There is construction in and around our Minneapolis location. Allow extra time.

How to Sleep Better with Back Pain

Back pain can be debilitating and interfere with nearly all aspects of daily life, including sleep. Sleep deprivation may impair healing, affect mood in a way that heightens pain sensitivity, or disrupt chemicals in the brain that are involved in how we experience pain. Quality sleep can help prevent or reduce back pain, and knowing what to do to help improve sleep when you have back problems can help cope with pain, recovery and healing.

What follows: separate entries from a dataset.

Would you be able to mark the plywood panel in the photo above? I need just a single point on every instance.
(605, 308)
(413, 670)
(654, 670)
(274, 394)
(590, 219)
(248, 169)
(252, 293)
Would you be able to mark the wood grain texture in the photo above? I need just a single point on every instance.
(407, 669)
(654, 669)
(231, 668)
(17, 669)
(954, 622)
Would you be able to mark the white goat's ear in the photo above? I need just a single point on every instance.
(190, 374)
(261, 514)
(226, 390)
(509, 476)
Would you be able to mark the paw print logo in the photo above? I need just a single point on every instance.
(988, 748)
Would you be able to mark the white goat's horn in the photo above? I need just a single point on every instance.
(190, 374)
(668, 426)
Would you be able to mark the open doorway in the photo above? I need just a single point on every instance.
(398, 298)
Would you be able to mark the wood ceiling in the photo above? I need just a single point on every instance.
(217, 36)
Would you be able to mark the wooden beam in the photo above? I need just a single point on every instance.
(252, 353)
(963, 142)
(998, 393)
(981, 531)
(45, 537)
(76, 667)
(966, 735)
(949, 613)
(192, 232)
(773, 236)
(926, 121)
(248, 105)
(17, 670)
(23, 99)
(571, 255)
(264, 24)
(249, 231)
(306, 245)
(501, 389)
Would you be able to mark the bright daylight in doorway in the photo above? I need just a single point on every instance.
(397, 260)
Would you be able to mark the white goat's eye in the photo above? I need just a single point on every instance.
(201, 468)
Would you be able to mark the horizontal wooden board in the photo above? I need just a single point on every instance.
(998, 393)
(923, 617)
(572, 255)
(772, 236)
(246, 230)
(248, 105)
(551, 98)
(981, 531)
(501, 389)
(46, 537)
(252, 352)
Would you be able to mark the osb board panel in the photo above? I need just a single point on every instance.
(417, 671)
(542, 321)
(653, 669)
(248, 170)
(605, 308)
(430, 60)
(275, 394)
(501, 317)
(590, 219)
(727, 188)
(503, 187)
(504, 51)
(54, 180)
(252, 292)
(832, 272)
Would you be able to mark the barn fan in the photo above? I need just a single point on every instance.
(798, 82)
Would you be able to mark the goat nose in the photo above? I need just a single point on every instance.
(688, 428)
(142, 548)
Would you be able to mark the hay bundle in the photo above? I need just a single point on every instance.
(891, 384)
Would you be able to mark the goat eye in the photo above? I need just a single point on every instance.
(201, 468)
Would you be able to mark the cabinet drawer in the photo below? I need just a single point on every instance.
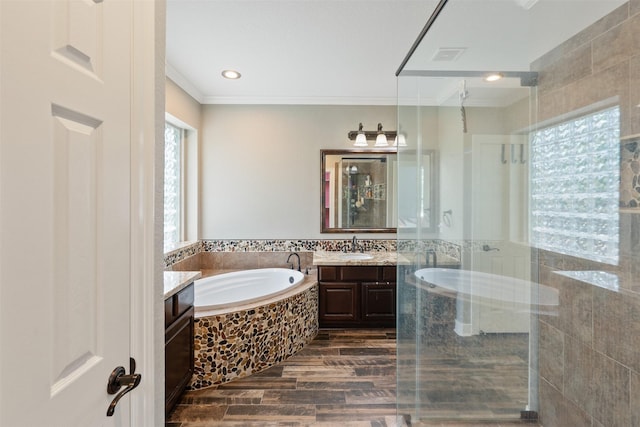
(389, 273)
(358, 273)
(177, 304)
(327, 273)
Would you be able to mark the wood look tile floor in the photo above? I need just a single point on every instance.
(342, 378)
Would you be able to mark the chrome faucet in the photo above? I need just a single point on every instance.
(297, 256)
(432, 253)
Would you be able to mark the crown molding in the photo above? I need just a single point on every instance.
(183, 82)
(299, 100)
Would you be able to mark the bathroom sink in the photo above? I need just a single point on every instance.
(355, 256)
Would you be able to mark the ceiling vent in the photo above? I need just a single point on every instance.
(448, 53)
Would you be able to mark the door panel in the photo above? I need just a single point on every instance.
(499, 206)
(65, 209)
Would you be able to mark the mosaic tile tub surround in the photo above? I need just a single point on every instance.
(237, 344)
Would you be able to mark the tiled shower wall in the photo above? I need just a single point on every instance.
(589, 351)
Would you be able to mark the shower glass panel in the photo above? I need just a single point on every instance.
(517, 296)
(467, 297)
(465, 287)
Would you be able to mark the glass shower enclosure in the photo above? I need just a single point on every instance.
(488, 183)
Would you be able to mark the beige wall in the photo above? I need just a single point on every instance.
(261, 166)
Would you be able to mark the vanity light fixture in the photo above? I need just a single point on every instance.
(362, 136)
(493, 77)
(231, 74)
(381, 138)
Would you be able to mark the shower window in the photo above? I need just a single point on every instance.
(173, 137)
(575, 174)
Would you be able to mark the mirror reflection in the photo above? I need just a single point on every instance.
(358, 191)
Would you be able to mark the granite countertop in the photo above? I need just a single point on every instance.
(175, 281)
(441, 261)
(357, 258)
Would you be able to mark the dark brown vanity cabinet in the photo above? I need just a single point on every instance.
(178, 347)
(357, 296)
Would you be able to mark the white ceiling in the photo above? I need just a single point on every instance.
(347, 51)
(292, 51)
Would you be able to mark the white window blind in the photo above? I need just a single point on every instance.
(172, 185)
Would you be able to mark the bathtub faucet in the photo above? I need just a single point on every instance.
(432, 253)
(297, 256)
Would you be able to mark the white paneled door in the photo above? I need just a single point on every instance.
(499, 232)
(65, 169)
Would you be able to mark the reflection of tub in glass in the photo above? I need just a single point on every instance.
(492, 287)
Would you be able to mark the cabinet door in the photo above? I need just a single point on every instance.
(178, 358)
(379, 301)
(338, 302)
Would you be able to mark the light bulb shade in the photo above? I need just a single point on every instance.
(381, 140)
(400, 141)
(361, 140)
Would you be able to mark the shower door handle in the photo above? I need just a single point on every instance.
(118, 379)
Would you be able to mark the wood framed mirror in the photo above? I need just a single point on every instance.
(358, 191)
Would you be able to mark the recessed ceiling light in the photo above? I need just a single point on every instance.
(493, 77)
(231, 74)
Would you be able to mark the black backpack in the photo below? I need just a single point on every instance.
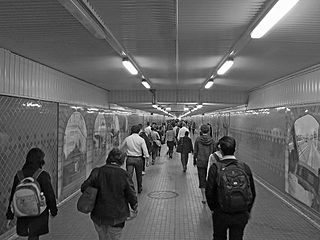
(234, 191)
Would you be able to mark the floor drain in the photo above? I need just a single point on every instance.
(163, 194)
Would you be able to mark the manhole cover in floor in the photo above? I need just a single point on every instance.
(163, 194)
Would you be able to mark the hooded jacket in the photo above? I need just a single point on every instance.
(203, 147)
(115, 193)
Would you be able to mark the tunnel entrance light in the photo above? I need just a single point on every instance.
(280, 9)
(129, 66)
(225, 66)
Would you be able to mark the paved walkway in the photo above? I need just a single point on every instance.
(170, 208)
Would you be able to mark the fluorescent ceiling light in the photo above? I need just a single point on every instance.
(86, 16)
(225, 66)
(145, 84)
(129, 66)
(281, 8)
(209, 84)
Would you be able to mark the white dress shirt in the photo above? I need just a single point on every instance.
(135, 146)
(182, 132)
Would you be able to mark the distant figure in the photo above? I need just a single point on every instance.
(33, 227)
(210, 129)
(230, 192)
(182, 130)
(185, 144)
(136, 150)
(115, 194)
(193, 127)
(148, 129)
(170, 138)
(156, 144)
(143, 134)
(203, 147)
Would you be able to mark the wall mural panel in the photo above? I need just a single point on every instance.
(24, 124)
(73, 143)
(261, 142)
(303, 155)
(99, 140)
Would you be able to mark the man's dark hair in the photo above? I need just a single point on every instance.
(227, 145)
(116, 156)
(35, 157)
(135, 129)
(204, 128)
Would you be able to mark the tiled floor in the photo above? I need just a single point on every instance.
(170, 208)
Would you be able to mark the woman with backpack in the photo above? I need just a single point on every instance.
(34, 226)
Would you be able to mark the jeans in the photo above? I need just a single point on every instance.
(234, 222)
(135, 163)
(170, 145)
(107, 232)
(184, 160)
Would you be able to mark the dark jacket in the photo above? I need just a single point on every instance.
(211, 186)
(35, 226)
(115, 193)
(203, 147)
(186, 145)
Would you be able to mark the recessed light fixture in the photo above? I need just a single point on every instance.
(209, 84)
(129, 66)
(278, 11)
(225, 66)
(145, 84)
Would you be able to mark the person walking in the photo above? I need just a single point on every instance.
(185, 144)
(115, 194)
(156, 144)
(136, 149)
(182, 131)
(170, 137)
(144, 135)
(33, 227)
(231, 206)
(203, 147)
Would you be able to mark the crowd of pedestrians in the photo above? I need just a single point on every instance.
(225, 183)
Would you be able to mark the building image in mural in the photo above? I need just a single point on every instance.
(74, 149)
(304, 162)
(99, 138)
(115, 132)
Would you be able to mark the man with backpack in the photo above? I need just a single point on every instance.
(32, 197)
(230, 192)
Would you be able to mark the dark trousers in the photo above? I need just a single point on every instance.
(234, 222)
(135, 163)
(184, 160)
(144, 164)
(170, 145)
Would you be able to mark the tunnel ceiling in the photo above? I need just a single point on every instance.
(175, 44)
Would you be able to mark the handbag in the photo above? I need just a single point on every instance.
(179, 147)
(87, 200)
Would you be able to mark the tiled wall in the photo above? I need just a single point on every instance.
(75, 139)
(24, 124)
(281, 145)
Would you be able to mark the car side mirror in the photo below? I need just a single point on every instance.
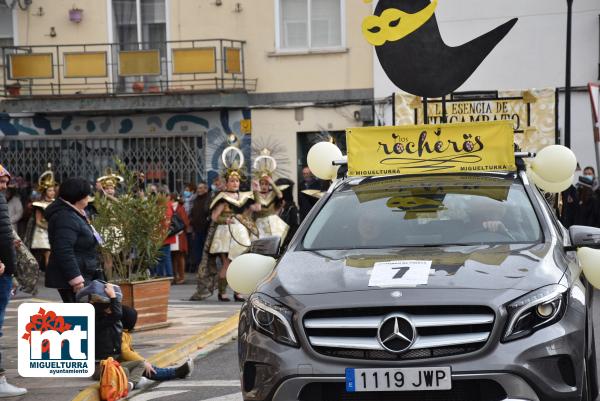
(585, 236)
(267, 246)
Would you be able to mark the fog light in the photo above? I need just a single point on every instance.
(545, 310)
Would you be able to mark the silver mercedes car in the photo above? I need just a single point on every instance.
(438, 287)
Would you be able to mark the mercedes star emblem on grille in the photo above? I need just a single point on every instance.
(396, 333)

While sleeping, we cycle through two types of sleep. It’s during the deepest phase of sleep that we don’t move major muscles (such as arms and legs). It’s the only time during the day they get complete rest. That rest is important. An extra hour of sleep each day can help chronic pain considerably.

Sleep Positions

Posture is important whether sitting and standing, or lying down. A sleeping position that involves poor posture, twisting or otherwise putting pressure on the lumbar spine can cause pain and stiffness. This pain is often worse in the morning but may persist throughout the day. It’s important to find a supportive sleeping position. Regardless of the sleep position, make sure your spine is well-aligned. If needed, use extra pillows for body support.

The Best Sleeping Positions for Back Pain

  • Side Sleepers: sleeping on your side with a partial bend in the knees. Keeping the knees bent helps balance the body and reduces pressure on the lumbar spine. Many people find it helpful to put a small pillow between their knees to make this position more comfortable. Supporting the upward facing arm on a pillow can take pressure off the mid-back as well.
  • Back sleepers can put a pillow under their knees, legs, and/or lower back to support the natural curve of the spine and minimize lumbar pressure.
  • Stomach sleepers should opt for only a thin pillow under their head and place a more supportive pillow under their hips and abdomen. This works to prevent the lower back from sinking into a U-shape that pulls the spine out of alignment.

Sleeping Better While Coping with Back Pain

After several nights of bad sleep, it can leave a person feeling exhausted, both mentally and physically. While there’s no guaranteed way to get better sleep, these tips might help:

  • Relaxation methods: Finding techniques to wind down and decrease focus on pain. Consider massage, warm bath, hot tub, or relaxation sound tracks/apps.
  • Reduce potential sleep disruptions: Try to eliminate excess noise and light from your bedroom or block them out with a sleep mask or earplugs. Set your bedroom to a comfortable temperature.
  • Pain relievers: Over the counter options that would last 8 hours or more include Aleve (naproxen), and Tylenol Muscle Aches and Pain (extended release- long acting form). Lidocaine patches can work well with mid-back pain, also available over the counter. Be sure to talk to your doctor about good options for you.
  • Hot Packs/Cold Packs: Choose the one that helps you. You can also alternate heat/cold.
  • Massage: Massage can help with musculoskeletal pain. If massage is not an option for you, you can try using a tennis ball or foam roller on pressure points to provide relief.
  • Be aware of effects of alcohol and caffeine: Though alcohol may help you doze off, it can decrease the quality of your sleep and cause you to wake frequently or awaken feeling not well rested. As a stimulant, caffeine can make it harder to fall asleep and stay asleep.
  • Mattress: Find a mattress that is comfortable for you. The most appropriate firmness can vary based on a person’s weight, body shape, sleeping position, and individual comfort preferences. For some, softer mattresses can help decrease pain while maintaining support.